As Lucy made her way home that night, she hardly noticed the stuffy, crowded tube and the rush-hour jostle of people.

She reached her flat, threw her coat into the wardrobe, and went through to the kitchen. She lived in the upstairs, left-hand quarter of a rather ugly mid-Victorian house on the edge of Belsize Park; the house was not quite large enough to warrant the term ‘mansion’ but it was not really an ordinary family house either, and the inside was very nearly palatial. It meant that Lucy had a huge sitting-room, which had originally been the house’s master bedroom, and a tiny bedroom opening off it, converted from a dressing-room. The original landing, which was vast, had been partitioned so that she had a kitchen and bathroom at the front half, and the flat on the other side of the house had the back half.

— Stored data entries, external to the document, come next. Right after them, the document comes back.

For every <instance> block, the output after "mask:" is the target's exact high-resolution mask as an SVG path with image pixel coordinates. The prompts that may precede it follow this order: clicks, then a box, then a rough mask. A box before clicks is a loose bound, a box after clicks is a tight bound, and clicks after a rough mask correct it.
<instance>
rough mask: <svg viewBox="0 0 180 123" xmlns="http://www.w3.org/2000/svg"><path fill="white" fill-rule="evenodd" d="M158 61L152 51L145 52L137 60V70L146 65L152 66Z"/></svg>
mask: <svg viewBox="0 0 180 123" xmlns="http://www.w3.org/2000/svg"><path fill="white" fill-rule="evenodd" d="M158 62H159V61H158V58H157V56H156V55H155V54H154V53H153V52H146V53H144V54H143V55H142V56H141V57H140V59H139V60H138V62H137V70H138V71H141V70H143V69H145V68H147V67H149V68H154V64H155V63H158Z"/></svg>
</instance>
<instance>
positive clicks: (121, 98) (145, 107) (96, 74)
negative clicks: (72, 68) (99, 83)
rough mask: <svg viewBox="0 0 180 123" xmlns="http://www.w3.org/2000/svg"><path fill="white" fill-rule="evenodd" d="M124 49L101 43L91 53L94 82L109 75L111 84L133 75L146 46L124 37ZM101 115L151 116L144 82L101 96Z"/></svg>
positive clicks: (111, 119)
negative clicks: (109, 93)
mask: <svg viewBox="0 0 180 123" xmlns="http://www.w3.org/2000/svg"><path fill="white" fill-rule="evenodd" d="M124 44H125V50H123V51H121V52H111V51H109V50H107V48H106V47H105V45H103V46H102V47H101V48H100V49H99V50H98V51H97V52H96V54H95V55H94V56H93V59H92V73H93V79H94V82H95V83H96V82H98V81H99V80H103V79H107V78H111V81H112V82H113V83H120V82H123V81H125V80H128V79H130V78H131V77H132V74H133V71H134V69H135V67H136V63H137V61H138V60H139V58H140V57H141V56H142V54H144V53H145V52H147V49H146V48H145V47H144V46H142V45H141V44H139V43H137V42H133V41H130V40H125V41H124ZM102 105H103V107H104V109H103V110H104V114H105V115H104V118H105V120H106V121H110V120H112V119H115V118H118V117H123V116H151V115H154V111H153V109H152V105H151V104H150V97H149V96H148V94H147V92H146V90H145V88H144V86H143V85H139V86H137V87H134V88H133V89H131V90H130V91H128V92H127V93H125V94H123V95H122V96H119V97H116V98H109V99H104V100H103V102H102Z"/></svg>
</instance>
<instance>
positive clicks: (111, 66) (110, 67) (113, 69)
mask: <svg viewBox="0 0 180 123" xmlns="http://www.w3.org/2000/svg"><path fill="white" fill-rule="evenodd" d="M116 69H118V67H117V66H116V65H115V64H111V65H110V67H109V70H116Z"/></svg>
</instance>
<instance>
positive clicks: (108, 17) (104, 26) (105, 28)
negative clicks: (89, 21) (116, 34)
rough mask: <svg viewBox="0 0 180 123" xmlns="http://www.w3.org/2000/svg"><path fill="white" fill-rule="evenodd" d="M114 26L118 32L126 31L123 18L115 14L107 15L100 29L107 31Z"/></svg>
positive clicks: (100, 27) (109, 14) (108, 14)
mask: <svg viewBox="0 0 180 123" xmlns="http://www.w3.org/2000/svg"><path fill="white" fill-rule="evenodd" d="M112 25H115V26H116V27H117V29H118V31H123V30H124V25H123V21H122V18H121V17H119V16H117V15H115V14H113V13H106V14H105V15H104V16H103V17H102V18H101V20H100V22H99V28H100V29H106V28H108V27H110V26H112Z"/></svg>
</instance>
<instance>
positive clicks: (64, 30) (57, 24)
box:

This worked reasonably well, although the dividing wall between the two bathrooms was a bit thinner than it should have been.

Aunt Deb had always thought it rather a ramshackle set-up and Edmund had never understood how Lucy could live here, but Lucy liked it, partly because she had the feeling that it had once been a very happy house. She liked the feeling that over the years entire families had printed their cheerful memories on the old timbers, or that contented ghosts had pasted their shadows on to the walls.

Memories and ghosts…

She liberated a bottle of sharp dry wine from the fridge, and took it to the uncurtained window to drink. It was dark outside: the rooftops beyond the windows were shiny with rain, and there was a long, snaking beadnecklace of car headlights from the Finchley Road, which always seemed to be in the grip of its own rush-hour, no matter the day or the time.